Figure 9.4. An example of waveform envelopes with sections of signal dominance or 'detection opportunities' shaded.
Even if the signal band were not wholly dominant, the pattern of phase locking would be altered when the signal was present. Phase locking does not occur over the whole range of audible frequencies. The upper frequency limit appears to lie at about 4-5 kHz (Rose et al., 1968). Therefore at the signal frequency used in experiment 7, there would be little, if any, phase locking. However, this does not mean that phase locking does not play a role in detection. There would still be phase-locking to the lower frequency band (which was centred at 2400 Hz). When the signal centred at 4000 Hz was presented, the pattern of phase locking would still be disrupted, even if there was not complete phase locking to the signal frequency. The upper limit to phase locking is not determined by the maximum firing rate of the neurones. Rather it is determined by the precision with which the initiation of the nerve impulse is linked to a particular phase of the stimulus. An interspike interval histogram (Rose et al., 1968) shows a spread in the timing of each peak of the histogram. At higher frequencies, the spread is of the same order of magnitude as the period of the waveform which means that all the peaks smear together. Such a smearing in the phase locking would be an effective cue when used in comparison with clear phase locking to 2400 Hz. It is unclear however, whether the phase locking cue would be insensitive to modulation rate (bandwidth). There is some evidence that phase locking mechanisms are unable to follow rapid changes in the pattern of phase locking (Moore and Sek, 1996).
Another cue that could be used is the rate and depth of envelope fluctuations in the signal channel. If a masker and a correlated signal are added together in one channel, the rate and depth of the envelope fluctuations will not change. The envelope fluctuations will remain the same with and without the signal present. Only the long-term RMS level will be altered. If a masker and uncorrelated signal are summed in one channel, the maxima of one and the minima of the other will tend to cancel to some extent. The sum of the two uncorrelated envelopes is different in form to either of the individual envelopes. The dips in either waveform tend to be filled in by the other waveform, so that the resultant is much flatter than either of the inputs. Also, there will be a small rise in the number of maxima and minima, as a large maximum may occur in a minimum of the other component thus giving rise to a small local maximum. Therefore, the envelope at the output of the filter provides a cue for signal detection in the uncorrelated condition.
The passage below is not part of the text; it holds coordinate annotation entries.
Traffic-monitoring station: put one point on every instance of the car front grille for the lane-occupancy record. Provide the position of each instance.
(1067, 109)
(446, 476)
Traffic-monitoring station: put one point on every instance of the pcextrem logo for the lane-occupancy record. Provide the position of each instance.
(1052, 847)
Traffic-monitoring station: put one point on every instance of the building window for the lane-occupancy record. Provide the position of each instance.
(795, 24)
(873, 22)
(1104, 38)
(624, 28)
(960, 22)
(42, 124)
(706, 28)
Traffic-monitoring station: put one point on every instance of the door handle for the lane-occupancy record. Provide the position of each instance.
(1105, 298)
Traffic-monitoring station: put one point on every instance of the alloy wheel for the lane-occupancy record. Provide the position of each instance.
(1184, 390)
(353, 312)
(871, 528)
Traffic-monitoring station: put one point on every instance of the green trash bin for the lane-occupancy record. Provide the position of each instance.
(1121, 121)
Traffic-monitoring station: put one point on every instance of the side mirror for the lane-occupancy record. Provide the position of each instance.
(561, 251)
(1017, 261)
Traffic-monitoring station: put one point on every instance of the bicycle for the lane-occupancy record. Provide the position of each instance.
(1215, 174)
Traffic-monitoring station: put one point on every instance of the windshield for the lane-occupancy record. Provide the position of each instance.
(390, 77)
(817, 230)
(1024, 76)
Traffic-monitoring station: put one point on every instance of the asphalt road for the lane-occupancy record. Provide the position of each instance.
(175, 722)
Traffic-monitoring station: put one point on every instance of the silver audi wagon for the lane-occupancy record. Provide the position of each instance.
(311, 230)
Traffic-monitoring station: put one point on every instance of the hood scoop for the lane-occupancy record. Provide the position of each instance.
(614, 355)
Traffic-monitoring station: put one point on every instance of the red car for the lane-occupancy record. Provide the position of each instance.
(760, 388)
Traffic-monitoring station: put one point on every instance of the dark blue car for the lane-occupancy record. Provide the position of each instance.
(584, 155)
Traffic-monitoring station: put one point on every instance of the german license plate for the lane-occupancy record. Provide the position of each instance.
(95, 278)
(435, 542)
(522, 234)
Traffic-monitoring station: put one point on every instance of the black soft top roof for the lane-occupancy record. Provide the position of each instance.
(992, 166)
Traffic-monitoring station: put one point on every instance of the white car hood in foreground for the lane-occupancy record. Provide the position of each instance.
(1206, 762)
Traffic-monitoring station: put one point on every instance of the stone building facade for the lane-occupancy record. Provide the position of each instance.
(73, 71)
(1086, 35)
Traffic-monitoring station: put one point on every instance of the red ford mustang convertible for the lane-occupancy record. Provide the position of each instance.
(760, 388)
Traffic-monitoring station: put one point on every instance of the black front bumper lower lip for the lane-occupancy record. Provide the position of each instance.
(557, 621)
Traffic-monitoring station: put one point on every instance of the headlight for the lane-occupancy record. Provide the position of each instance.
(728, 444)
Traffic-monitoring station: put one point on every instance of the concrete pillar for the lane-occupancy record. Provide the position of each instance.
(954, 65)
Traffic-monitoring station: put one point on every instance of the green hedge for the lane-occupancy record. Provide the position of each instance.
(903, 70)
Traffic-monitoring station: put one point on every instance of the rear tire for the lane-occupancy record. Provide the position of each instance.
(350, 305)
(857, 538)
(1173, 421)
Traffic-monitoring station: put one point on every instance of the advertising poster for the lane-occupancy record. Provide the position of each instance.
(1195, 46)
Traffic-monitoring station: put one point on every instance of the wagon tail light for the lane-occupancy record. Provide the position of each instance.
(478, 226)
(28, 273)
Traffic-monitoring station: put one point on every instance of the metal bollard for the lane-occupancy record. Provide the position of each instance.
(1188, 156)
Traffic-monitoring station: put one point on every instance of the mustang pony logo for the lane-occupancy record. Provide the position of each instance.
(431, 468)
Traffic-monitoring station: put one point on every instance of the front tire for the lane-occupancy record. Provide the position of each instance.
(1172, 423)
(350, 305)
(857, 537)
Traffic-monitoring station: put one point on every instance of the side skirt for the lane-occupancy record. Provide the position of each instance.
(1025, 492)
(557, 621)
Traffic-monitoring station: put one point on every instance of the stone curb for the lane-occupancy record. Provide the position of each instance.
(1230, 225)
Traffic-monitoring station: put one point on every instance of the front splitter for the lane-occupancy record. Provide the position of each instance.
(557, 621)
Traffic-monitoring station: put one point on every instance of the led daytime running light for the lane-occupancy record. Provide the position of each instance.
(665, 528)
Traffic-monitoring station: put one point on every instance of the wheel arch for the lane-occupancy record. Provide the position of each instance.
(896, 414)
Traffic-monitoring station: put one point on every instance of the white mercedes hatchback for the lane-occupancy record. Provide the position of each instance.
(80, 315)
To illustrate the importance of the envelope summation, a simulation was run using components of the model in chapter 6. 1000 300-ms bursts of masker and signal were calculated. The bandwidth for all bands was 20 Hz. The envelope of each burst was calculated. The mean number of maxima and minima in each burst was calculated. The instantaneous deviation in the envelope from the long-term RMS value was calculated at each minimum and maximum and the mean deviation was calculated. The masker and signal envelopes were added together with the signal band 3.56 dB lower in level than the masker. This was done to simulate the summation of the masker and signal in the signal channel. The attenuation of 3.56 dB was used as it was the criterion signal-to-masker ratio for a detection opportunity in the original model. The mean number of maxima and minima and the mean deviation from the RMS masker value for each were calculated. The results are presented in table 9.i.
Table 9.i. The results of calculating the mean number of maxima and minima and the mean deviation from the long term masker RMS value in 1000 300ms bursts of masker and signal. A window of 12.5 ms was used to calculate the envelope.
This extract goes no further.